The Big Ears listening party held at the Square Room on Thursday, Feb. 25, was heavy on the listening and light on the party, as AC Entertainment’s Ashley Capps held court from the stage to play—and discuss—music by key performers at the Big Ears festival, scheduled for downtown Knoxville on March 26-28.
After half an hour of clips from the Ex, the National, Gang Gang Dance, and Vampire Weekend, during which the room was filled just about to capacity, Capps took the stage, armed with a laptop, and explained the impetus behind the festival. Capps described the current state of pop music—fractured, unfocused—as similar to the 1960s, which helped him introduce minimalist composer Terry Riley’s momentous In C, first through the 1968 recording at the State University Center of Creative and Performing Arts, then New York new-music ensemble Bang on a Can’s 1998 version. (Members of Bang on a Can will appear at Big Ears to perform In C with Riley, Brian Eno’s Music for Airports, and new pieces by Dirty Projectors’ David Longstreth and Sonic Youth’s Thurston Moore.) Capps followed this with a clip from the Who’s “Baba O’Riley” and “Won’t Get Fooled Again,” from 1973, which draw on Riley’s compositions.

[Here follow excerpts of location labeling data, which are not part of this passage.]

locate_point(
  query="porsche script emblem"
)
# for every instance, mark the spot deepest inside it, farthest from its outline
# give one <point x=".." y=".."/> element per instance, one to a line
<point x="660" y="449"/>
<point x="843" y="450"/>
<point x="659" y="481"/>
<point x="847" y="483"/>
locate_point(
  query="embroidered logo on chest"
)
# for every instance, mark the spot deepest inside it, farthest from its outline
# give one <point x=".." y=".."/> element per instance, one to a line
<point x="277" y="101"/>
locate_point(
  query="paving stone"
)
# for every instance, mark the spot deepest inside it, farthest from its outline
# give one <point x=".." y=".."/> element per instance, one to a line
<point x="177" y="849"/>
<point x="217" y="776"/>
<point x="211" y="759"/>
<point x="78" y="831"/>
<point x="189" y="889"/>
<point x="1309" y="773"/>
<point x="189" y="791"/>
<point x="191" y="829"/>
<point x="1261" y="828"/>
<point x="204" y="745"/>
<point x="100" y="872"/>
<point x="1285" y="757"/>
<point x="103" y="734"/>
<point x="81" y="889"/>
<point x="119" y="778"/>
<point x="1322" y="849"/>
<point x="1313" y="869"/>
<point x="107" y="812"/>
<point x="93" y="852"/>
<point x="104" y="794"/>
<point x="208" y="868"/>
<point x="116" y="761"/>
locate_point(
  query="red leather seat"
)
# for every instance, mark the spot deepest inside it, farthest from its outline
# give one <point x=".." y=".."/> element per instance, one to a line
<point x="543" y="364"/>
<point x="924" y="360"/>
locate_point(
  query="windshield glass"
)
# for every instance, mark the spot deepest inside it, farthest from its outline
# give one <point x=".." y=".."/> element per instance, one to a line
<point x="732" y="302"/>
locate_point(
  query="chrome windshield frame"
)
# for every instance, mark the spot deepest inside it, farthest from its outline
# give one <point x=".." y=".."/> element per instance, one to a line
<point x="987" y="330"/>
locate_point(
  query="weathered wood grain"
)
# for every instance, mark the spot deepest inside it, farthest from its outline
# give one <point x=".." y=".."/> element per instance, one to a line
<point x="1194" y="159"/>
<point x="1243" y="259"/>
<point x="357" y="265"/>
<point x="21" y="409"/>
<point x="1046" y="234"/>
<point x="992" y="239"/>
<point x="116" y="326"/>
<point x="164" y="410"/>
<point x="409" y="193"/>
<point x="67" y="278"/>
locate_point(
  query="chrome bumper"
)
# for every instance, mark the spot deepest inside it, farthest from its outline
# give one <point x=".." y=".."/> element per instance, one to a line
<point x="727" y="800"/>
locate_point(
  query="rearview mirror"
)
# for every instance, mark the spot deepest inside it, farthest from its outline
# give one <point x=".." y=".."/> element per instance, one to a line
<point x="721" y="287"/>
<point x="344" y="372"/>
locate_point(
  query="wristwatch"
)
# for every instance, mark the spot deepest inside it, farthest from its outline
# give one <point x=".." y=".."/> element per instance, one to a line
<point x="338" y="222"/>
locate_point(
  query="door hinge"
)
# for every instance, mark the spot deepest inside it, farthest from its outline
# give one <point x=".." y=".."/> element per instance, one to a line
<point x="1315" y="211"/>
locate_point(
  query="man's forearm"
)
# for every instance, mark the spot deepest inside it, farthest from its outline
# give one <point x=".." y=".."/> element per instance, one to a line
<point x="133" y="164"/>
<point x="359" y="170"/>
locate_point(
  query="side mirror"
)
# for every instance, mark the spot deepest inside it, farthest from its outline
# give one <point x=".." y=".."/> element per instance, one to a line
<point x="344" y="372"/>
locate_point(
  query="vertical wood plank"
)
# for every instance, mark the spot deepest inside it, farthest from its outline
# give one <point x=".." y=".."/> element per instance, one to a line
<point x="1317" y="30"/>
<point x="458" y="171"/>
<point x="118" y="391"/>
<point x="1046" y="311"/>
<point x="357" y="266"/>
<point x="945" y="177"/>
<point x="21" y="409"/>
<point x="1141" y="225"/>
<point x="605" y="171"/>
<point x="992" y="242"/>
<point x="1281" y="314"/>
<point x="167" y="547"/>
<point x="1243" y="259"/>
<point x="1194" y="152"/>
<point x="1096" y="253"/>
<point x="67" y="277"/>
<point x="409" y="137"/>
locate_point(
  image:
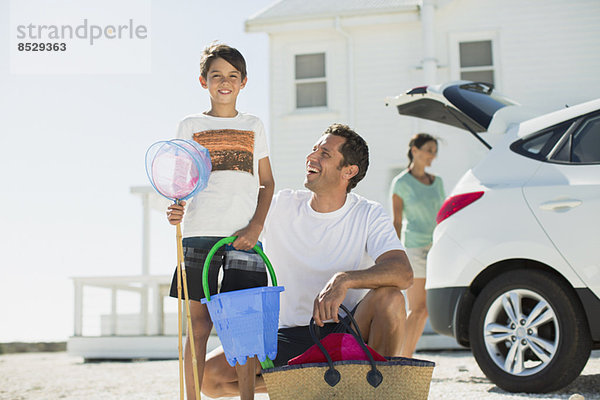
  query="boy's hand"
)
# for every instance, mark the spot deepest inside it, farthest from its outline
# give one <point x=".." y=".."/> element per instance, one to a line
<point x="175" y="213"/>
<point x="247" y="237"/>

Later that night, L.A.-based producer Nosaj Thing, who’ll be performing at Big Ears with British post-punk band the xx and Swedish avant-pop singer jj, played a brief set sandwiched in between Jogger and Daedelus at 90 Proof in the Old City.
And, in case you missed it, the almost-final lineup for Big Ears was announced late last month. Alt-folk superstar Sufjan Stevens has been added to the schedule, but he’s performing with the chamber-pop group Clogs and won’t be playing a solo set. Also new to the schedule: New York composer William Basinski, Baltimore’s Videohippos, former King Crimson guitarist Adrian Belew, U.K. improv trio Konk Pack, jazz drummer Jens Hannemann (played by Saturday Night Live’s Fred Armisen), and Brooklyn black metal band Liturgy.